Entre le stimulus et la réponse est votre plus grand pouvoir – vous avez la liberté de choisir votre réponse. L’une des choses les plus importantes que vous choisissez est ce que vous dites. Votre langue est un bon indicateur de la façon dont vous vous voyez. Une personne proactive utilise un langage proactif – je peux, je veux, je préfère, etc. Une personne réactive utilise un langage réactif – je ne peux pas, je dois, si seulement. Les gens réactifs croient qu’ils ne sont pas responsables de ce qu’ils disent et font- ils n’ont pas le choix.

  • Le cercle d’influence

Covey a un modèle mental pour aider les individus qui ont tendance à être réactifs à penser et à agir de manière plus proactive. C’est ce qu’on appelle les cercles de préoccupation et d’influence.

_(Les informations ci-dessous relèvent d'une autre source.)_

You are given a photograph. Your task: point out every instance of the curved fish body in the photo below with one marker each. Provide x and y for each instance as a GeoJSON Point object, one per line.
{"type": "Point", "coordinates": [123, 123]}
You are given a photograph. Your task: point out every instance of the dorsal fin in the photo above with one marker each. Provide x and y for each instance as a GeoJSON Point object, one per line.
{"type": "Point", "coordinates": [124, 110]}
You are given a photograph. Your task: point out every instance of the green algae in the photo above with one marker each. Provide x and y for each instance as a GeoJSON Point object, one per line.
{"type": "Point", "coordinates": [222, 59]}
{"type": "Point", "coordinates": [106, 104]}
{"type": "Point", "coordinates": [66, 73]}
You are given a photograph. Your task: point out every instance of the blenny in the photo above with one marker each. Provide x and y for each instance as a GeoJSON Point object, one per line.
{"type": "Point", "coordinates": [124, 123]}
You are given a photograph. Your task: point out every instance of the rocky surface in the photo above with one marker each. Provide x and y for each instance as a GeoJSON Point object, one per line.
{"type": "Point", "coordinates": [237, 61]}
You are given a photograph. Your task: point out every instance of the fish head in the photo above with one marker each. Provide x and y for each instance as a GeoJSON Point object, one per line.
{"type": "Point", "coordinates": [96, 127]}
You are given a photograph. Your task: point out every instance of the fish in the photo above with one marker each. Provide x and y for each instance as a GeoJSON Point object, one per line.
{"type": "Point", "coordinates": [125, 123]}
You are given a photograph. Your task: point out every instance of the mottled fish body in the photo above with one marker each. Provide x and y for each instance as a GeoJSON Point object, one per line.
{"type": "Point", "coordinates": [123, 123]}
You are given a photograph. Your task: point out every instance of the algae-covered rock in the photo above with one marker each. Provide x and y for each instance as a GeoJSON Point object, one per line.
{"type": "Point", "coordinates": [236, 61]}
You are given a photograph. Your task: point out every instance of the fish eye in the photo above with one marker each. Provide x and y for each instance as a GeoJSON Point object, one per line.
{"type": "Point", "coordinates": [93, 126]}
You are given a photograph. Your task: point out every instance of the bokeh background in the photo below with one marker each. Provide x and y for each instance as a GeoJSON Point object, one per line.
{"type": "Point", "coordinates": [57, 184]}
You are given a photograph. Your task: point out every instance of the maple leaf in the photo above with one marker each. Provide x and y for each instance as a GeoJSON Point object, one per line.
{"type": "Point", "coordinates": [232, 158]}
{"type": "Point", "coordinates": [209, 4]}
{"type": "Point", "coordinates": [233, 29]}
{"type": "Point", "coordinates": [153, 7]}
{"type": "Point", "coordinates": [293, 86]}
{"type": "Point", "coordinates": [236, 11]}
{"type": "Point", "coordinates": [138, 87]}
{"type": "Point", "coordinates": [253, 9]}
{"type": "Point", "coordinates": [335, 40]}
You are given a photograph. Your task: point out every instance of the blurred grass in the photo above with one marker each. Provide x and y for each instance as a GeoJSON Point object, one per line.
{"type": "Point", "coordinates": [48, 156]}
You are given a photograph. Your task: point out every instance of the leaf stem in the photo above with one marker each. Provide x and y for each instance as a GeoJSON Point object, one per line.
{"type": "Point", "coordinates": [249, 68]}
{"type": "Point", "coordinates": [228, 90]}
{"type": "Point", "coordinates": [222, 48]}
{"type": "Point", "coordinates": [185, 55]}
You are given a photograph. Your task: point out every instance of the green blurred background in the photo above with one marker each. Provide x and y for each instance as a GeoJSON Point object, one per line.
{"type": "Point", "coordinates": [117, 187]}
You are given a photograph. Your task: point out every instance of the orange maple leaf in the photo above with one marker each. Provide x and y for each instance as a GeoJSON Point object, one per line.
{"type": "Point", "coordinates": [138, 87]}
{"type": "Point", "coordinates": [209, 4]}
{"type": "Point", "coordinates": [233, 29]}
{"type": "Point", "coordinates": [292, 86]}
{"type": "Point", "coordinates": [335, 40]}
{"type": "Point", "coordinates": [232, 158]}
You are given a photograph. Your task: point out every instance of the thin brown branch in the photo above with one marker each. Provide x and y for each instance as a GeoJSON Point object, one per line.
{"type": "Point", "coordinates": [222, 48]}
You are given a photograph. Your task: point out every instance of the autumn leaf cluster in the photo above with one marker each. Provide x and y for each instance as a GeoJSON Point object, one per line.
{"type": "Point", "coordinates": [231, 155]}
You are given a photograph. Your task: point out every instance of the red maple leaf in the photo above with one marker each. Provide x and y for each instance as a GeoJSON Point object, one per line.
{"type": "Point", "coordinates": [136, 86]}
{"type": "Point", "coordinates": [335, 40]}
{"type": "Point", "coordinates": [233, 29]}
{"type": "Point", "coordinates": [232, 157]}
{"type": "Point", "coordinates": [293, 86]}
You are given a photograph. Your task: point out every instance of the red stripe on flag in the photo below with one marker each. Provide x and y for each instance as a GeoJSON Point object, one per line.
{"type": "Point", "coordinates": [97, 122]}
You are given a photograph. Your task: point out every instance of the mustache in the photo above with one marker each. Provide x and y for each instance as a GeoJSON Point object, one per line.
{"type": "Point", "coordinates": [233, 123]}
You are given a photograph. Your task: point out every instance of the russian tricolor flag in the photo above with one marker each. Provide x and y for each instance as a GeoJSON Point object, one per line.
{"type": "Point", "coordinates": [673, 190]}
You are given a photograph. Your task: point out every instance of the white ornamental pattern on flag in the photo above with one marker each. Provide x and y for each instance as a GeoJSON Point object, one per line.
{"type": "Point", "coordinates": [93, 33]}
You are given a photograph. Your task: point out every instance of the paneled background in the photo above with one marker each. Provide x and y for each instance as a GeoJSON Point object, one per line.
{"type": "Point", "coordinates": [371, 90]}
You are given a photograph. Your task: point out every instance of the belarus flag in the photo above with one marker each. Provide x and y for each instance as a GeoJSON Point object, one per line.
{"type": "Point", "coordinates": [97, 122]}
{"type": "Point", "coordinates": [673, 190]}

Selon Covey, ce qui sépare les personnes réactives des personnes proactives, c’est le cercle dans lequel elles passent le plus de temps, d’attention et d’énergie. Les personnes réactives accordent plus d’attention aux éléments qui se trouvent justes dans leur cercle de préoccupation – les choses qu’ils ont peu ou pas contrôle sur. Les résultats de ceci sont psychologiquement débilitants; comme l’observe Covey, cette «concentration se traduit par des attitudes de blâme et d’accusation, un langage réactif et un sentiment accru de victimisation».

Les personnes proactives, en revanche, passent plus de temps à se concentrer sur leur cercle d’influence. Lorsque vous vous concentrez sur des choses sur lesquelles vous avez le contrôle, vous voyez que vos actions affectent le monde, ce qui donne du pouvoir. Ce sentiment d’autonomisation vous oblige à prendre plus d’action, ce qui vous fait vous sentir plus autonome, ce qui vous amène à prendre plus d’action.